Let $U$ be the open set in question. Then, for all $x \in U$, since $U$ is open in $\mathbb{R}^n$, we can build an open ball $B(r,x)$ around $x$ with $r>0$, and construct an $n$-rectangle denoted $R_x = (a_1,b_1)\times \cdots \times (a_n,b_n)$ contained inside $B(r,x)$ where $a_i, b_i \in \mathbb{Q}$ for all $i \in [n]$ since $\mathbb{Q}$ is dense in $\mathbb{R}$.

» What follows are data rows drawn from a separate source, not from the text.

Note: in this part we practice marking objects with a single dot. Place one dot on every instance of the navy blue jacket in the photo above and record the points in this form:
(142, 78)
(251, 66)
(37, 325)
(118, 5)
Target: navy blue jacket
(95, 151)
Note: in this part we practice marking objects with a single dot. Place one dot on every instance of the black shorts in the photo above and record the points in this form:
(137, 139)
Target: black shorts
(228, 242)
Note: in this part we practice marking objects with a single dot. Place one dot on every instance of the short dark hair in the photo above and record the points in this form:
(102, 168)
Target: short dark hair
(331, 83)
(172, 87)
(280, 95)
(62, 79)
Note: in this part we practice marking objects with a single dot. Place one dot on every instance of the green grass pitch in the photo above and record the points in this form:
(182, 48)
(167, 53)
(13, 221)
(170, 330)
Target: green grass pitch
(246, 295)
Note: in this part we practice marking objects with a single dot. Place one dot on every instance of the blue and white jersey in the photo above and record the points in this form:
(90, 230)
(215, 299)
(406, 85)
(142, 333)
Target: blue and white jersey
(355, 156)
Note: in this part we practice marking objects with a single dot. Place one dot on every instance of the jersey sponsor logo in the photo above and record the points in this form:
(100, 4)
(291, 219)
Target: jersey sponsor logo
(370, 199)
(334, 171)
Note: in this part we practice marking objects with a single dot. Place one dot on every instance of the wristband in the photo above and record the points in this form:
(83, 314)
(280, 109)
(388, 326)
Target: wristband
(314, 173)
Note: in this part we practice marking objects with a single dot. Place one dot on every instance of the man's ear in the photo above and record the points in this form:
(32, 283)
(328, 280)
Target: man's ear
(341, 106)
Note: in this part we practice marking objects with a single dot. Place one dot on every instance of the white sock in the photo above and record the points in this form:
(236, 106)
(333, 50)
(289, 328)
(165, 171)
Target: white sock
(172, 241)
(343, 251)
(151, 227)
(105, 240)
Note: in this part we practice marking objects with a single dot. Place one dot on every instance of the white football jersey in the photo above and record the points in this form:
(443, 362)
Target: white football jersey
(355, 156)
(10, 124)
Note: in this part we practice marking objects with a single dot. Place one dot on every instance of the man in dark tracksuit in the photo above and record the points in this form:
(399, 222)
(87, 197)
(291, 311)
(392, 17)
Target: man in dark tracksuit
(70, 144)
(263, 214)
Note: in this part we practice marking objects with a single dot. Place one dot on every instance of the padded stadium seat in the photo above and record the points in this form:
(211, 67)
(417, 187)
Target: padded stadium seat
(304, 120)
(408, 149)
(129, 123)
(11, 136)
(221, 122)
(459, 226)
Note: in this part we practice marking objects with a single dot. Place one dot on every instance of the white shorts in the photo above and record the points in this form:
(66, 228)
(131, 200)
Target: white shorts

One part I have problems with is how can I rigorously prove that
$$\bigcup_{x\in U} R_x = U$$
and that there is a countable number of rectangles using the fact that all my points $a_i,b_i$ are rational?
Thank you!
As $R_x\subseteq U$ for all $x \in U,$ we have $\bigcup_{x\in U} R_x \subseteq U.$ Now if $x$ is any point in $U,$ then $x\in R_x \subseteq \bigcup_{x\in U} R_x.$ Thus $$ \bigcup_{x\in U} R_x = U. $$
There is only a countable number of rectangles with coordinates in $\mathbb{Q}^n$ as $\mathbb{Q}^n$ is countable, as is normally shown using Cantor's diagonal argument.